Home News The first HBM4 GPU went into full production

The first HBM4 GPU went into full production

2026-01-28

Share this article :

Nvidia said on Monday that its next-generation Rubin AI chip is in "full production" and will be available in the second half of 2026. The company also released more details about its highly anticipated successor to the Blackwell series.

"We must advance computing technology every year; we can't fall behind even for a year," Nvidia CEO Jensen Huang said in his keynote address at CES 2026.

Rubin's remarks come amid growing concerns about an "AI bubble," as questions arise about the sustainability of large-scale AI infrastructure development.

The chip giant typically unveils its latest AI chip advancements at its GTC developer conference in San Jose, California, which will take place March 16-19 this year.

At the March 2025 GTC conference, Nvidia previewed its Vera CPU and Rubin GPU, stating that the Vera-Rubin chipset will offer significantly better AI training and inference performance than its predecessor, Grace-Blackwell. Inference refers to using trained AI models to generate content or perform tasks.

At Monday's presentation, Huang revealed more details about the Rubin series. The Rubin GPU boasts five times the inference computing performance and 3.5 times the training computing performance of Blackwell. Compared to Blackwell, the new generation of chips also reduces training and inference costs, with inference token costs reduced by up to 10 times.

The Rubin architecture contains 336 billion transistors and delivers 50 petaflops of performance when processing NVFP4 data. In comparison, Nvidia's previous generation GPU architecture, Blackwell, achieved a maximum performance of 10 petaflops. Meanwhile, Rubin's training speed is improved by 250%, reaching 35 petaflops.

A portion of the chip's computing power is provided by a module called the Transformer Engine, which was also released with Blackwell. According to Nvidia, Rubin's Transformer Engine is based on a newer design and features a performance enhancement called hardware-accelerated adaptive compression. Compressing files reduces the number of bits they contain, thereby reducing the amount of data that AI models need to process, thus speeding up processing.

Nvidia CEO Jensen Huang stated, "Rubin's arrival is perfectly timed, as the demand for AI training and inference computing is exploding. With our pace of launching a new generation of AI supercomputers every year, and the deep collaborative design of six new chips, Rubin marks a significant step forward for us towards the next frontier of AI."

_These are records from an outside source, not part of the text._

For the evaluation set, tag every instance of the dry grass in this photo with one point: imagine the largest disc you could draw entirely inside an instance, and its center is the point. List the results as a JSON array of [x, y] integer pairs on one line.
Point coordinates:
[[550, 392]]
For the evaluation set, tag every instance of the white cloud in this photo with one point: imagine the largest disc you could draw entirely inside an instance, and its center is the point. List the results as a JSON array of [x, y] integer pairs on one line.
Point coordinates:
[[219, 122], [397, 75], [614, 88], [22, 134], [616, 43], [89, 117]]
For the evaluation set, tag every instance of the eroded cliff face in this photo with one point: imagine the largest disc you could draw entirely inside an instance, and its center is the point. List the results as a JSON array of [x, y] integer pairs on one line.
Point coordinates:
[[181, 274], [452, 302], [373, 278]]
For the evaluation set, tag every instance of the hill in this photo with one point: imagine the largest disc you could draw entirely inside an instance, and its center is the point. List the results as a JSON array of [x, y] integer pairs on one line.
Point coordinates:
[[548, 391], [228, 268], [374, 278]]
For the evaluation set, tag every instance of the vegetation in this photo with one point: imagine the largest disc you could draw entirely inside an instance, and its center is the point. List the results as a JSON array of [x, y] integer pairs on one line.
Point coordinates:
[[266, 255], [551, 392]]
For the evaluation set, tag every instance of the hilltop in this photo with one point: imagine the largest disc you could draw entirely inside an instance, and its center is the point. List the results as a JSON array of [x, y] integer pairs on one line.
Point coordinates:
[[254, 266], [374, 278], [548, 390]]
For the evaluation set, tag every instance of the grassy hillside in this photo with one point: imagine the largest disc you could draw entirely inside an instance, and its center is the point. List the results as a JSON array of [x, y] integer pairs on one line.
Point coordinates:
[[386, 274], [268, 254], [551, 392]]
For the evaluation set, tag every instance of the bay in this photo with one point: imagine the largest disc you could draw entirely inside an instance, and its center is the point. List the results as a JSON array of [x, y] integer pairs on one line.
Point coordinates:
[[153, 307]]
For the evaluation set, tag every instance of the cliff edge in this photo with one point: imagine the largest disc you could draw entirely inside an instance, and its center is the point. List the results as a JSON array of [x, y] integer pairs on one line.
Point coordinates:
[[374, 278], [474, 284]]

According to Nvidia, Rubin will also be the first GPU to integrate HBM4 memory chips, boasting data transfer speeds of up to 22 TB per second, a significant improvement over Blackwell.

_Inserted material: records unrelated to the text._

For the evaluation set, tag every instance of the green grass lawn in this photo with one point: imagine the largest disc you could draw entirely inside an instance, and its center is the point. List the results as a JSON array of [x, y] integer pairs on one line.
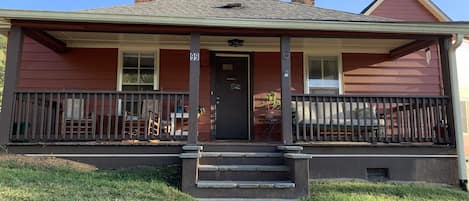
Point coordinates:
[[53, 179], [364, 191]]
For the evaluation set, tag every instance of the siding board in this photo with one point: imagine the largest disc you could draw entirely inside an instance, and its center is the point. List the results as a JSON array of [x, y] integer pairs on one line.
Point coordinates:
[[374, 74], [79, 68]]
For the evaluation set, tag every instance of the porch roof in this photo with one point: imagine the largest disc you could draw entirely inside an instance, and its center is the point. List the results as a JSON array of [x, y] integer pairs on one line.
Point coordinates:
[[7, 17]]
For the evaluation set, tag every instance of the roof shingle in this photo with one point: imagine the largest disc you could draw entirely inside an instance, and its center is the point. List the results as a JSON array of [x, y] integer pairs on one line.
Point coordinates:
[[250, 9]]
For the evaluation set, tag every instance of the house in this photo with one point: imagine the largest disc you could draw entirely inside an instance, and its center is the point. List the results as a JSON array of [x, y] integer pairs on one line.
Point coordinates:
[[427, 11], [252, 98]]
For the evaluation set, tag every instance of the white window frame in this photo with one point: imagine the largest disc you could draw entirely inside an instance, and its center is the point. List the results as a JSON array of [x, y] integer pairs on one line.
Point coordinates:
[[120, 65], [306, 56]]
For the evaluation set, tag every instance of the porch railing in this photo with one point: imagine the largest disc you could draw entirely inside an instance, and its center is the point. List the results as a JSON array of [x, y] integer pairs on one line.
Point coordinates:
[[45, 116], [388, 119]]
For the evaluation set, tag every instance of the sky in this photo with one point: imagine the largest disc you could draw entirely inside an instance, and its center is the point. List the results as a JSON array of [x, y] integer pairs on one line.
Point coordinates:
[[458, 10]]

The company stated that the Rubin series of chips is already in "full production" and will increase production in the second half of this year.

Microsoft Azure and Nvidia-backed cloud service provider CoreWeave will be among the first companies to offer Rubin-powered cloud computing services in the second half of 2026.

At a media briefing on Sunday, Nvidia Senior Director Dion Harris stated that the early launch of the Rubin products was due to the chips "reaching some very key milestones in demonstrating real-world readiness," adding that the company is working to prepare the ecosystem for adoption of the Vera-Rubin architecture.

"Given our current readiness and the market's enthusiasm for Vera-Rubin, we saw this as an excellent opportunity to launch this product at CES," Harris said.

However, the earlier-than-expected release of the first-generation Rubin chips failed to impress the market, with Nvidia shares falling 0.13% in after-hours trading on Monday, after closing at $188.12.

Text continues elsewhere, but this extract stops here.